THE RAILROADS HISTORY

The Durango, Rico and Northern Railroad was conceived in the late 1800's as part of a network of rails and stagecoach lines designed to tie together the mountain ore towns between Durango and Rico and points North originally surveyed by Thomas Wigglesworth in 1881 for the Denver and Rio Grande, the route is generally believed to be the product of Otto Mears as part of the Rio Grande Southern. The line left Animas City, North Durango, ran several miles up the Las Animas River Valley, then up the North fork of Hermosa Creek and down Scotch Creek just South of Rico. From there, it followed the Delores River, through the Lost Canyon and over Cimas Pass and then back to Durango. Although the Rio Grande Southern did build from Durango to Ridgeway via the Delores River route surveyed by Wigglesworth, the Rico to Rockwood branch was never built and remained a stage line and later a logging road.

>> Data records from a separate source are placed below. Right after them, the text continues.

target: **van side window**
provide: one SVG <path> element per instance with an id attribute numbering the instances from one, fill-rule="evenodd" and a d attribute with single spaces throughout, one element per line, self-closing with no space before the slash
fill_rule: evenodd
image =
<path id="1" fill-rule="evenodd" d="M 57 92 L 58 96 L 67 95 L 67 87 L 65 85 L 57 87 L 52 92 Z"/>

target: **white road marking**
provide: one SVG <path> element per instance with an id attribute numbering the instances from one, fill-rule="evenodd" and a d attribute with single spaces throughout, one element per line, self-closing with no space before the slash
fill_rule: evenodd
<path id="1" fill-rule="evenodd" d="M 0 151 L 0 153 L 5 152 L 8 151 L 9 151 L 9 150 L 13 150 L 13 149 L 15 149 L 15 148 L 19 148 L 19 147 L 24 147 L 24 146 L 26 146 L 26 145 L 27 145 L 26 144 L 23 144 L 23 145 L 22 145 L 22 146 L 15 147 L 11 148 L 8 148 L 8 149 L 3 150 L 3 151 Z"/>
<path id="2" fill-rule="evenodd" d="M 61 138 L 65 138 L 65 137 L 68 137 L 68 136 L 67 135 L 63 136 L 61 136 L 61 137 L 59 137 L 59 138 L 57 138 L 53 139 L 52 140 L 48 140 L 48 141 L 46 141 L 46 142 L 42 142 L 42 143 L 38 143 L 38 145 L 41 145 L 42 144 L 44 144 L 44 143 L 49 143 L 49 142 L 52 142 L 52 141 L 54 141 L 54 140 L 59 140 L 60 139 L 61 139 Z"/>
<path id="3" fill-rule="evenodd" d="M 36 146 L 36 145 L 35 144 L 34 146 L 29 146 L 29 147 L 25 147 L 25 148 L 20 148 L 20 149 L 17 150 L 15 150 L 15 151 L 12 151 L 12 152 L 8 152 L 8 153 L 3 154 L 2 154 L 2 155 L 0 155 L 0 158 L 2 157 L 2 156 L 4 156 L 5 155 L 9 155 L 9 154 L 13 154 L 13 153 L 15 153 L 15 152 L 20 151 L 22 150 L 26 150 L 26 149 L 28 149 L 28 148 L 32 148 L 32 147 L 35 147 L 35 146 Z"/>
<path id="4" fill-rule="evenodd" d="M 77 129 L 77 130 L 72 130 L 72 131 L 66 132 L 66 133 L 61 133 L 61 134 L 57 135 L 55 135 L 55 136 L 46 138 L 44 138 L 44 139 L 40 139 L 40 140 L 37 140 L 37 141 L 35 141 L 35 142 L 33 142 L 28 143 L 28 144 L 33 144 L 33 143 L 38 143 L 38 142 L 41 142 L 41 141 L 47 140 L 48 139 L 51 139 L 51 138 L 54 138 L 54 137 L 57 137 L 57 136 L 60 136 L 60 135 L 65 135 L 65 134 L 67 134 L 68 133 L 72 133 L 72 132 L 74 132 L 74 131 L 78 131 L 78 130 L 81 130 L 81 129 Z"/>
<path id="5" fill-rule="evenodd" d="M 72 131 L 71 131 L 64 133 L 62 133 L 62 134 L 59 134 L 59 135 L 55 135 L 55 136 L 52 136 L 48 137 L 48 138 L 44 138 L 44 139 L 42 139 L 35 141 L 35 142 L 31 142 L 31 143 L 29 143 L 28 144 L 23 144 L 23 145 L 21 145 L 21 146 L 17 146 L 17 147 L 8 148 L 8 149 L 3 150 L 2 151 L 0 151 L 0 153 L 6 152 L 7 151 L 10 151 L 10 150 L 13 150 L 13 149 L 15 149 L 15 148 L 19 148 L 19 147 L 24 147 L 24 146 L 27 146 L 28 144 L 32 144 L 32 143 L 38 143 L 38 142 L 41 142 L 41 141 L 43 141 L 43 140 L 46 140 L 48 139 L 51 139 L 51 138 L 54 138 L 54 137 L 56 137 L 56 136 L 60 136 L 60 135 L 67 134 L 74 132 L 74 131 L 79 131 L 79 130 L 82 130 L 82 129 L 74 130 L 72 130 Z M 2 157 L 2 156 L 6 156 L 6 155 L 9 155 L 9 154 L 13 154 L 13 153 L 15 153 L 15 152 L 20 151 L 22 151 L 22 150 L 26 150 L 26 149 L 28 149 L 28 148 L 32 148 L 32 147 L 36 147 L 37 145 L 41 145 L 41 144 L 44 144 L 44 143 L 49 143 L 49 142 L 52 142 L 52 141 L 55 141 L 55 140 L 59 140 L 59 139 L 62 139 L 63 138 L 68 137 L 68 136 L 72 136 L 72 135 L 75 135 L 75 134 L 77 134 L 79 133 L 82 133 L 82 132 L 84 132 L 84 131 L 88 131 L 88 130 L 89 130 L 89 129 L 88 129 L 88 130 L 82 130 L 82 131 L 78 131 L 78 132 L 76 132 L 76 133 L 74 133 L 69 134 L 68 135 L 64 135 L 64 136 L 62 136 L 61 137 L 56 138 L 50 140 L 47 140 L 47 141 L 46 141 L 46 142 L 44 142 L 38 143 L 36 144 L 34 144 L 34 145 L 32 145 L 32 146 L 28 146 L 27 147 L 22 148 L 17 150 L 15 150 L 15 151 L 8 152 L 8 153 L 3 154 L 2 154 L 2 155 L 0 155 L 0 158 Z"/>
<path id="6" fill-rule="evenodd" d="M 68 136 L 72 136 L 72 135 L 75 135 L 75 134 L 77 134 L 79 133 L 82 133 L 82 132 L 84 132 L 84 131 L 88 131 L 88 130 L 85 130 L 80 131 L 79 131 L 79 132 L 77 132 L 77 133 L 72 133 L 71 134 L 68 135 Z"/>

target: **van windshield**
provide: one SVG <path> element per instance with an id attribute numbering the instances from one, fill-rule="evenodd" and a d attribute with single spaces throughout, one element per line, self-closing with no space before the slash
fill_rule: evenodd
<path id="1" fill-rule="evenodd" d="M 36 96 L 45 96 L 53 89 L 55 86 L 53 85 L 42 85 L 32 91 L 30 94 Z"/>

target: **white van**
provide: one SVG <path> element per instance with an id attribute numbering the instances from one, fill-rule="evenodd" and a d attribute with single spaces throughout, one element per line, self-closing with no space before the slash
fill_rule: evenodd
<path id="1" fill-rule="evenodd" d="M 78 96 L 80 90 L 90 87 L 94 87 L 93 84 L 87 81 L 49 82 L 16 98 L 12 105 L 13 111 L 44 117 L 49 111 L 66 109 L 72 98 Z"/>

The Denver and Rio Grande already had a existing line from Durango through Rockwood and on to Silverton. The Durango, Rico and Northern would have ran from Rockwood to Rico via Hermosa Park, then the East fork of Hermosa Creek, then down Scotch Creek, to Scotch Creek Junction with the Rio Grande Southern.  It is this branch that is being recreated and modeled here on this web-site and in SN3 as it would have appeared in the years spanning 1940-1949 in Southwestern Colorado.


The DR&N, all it's references and descriptions are based on research material from the Rio Grande Southern construction as well as the Denver and Rio Grande during the 1890's and later years.  During its construction, the DR&N had enough foresight to lay 50 pound rail, build heavier bridges  and more adequate grading than was needed in 1891. This foresight paid off as the line was able to utilize its own C-16’s and the heavier K-27’s it leased from Denver and Rio Grande over the years.